The Ice Pick Being Her Sharpest Object
Shaded forever, the only way to be
hounded, by a man with buckshot
holes in the center of his chest.
Smoothbore arms flexing tattoo stains
and tobacco pipe peppered
breath. Tapping
his foot from across the room.
My grandfather glued his shadow
over my bed with mucilage, a crushed
cream. Scarecrow affect,
to keep my girl body always
on edge. On my sixteenth birthday
I chipped that scare
-crow down with my mother’s ice pick.
Most of it came off in one rip, but some
strips still clung to the eaves. My mother
covered them with sun and moon
wallpaper. Don’t you come back, I said
to the crow when I set it free
like the dog that bit the baby’s face.
Maybe they are one in the same,
the crow and the dog. Maybe
a man is never an animal
and I’ve remembered it wrong.
But didn’t antlers grow from his head
whenever my mother’s back was turned?
Haven’t I spent my whole life
recoiling?
Night Mare
I’ll conjure up a horse, a woman, succubus leech. Architecture
of sleep. Children under stress are more prone to night terrors.
The boa swallowing the baby. Her dozen, tire-thick coils.

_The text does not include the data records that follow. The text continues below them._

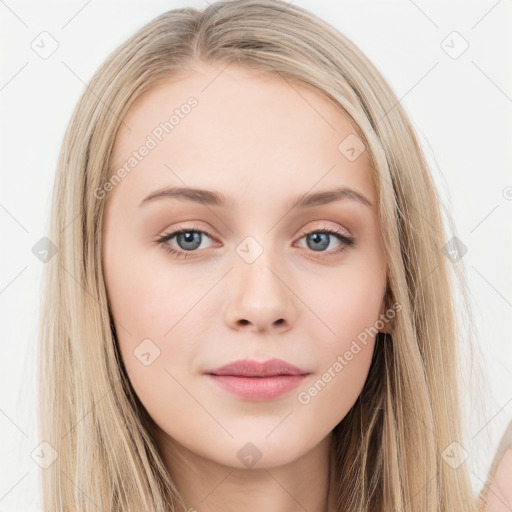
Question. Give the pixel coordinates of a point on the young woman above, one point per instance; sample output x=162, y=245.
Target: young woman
x=251, y=306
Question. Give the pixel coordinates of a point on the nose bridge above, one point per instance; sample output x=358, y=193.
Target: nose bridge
x=257, y=265
x=259, y=295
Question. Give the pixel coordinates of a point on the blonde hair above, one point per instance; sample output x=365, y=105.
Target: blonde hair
x=389, y=449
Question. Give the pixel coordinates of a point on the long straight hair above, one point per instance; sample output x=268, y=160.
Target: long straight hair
x=390, y=449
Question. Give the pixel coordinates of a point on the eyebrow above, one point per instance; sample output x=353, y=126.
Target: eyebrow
x=212, y=198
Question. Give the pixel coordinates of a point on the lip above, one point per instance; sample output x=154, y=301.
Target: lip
x=257, y=381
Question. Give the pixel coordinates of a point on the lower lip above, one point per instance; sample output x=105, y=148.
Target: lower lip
x=258, y=388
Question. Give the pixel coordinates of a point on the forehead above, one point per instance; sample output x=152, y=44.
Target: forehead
x=245, y=128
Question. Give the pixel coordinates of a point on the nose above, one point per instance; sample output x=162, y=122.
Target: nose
x=260, y=299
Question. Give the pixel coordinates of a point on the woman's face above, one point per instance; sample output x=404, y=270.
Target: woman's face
x=252, y=277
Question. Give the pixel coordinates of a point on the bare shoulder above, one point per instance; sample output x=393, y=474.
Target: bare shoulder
x=496, y=495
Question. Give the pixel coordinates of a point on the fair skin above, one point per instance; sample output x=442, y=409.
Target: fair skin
x=261, y=143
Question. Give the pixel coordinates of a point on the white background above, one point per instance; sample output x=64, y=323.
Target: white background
x=461, y=109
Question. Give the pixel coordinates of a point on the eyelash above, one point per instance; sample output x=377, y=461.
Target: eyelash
x=347, y=241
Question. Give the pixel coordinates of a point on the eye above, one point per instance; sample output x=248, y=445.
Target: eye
x=189, y=239
x=320, y=239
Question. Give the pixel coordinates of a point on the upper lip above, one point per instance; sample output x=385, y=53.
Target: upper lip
x=251, y=368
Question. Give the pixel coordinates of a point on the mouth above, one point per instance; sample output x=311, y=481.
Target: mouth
x=257, y=388
x=256, y=381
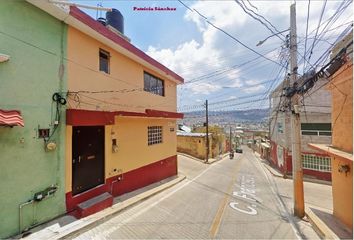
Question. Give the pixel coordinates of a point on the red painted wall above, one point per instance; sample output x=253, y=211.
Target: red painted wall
x=129, y=181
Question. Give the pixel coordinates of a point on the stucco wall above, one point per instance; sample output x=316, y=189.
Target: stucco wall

Marble-heavy,
a bag full of God. My grandmother lured by confusion from room
to room, unable to recall what she lost. My grandfather’s body
beneath a morgue white sheet, how I felt his skull turn toward
me even when I wasn’t looking. The war he went to that he never
spoke of, the war inside of him that he never spoke of. The antlers
that grew from his head now sprout from my head. Screech owl.
Nachtmarh. The corners of the house, all her angles, twisted
like a net. A diseased mouth over my own. Was mother
the first word? Or was it no? My father with his steel
toed boots. How we sat on his feet to prevent him from leaving.
Stomach in coils. When we had food I couldn’t eat. Pinching
the dog’s neck until she cried out. No one will know.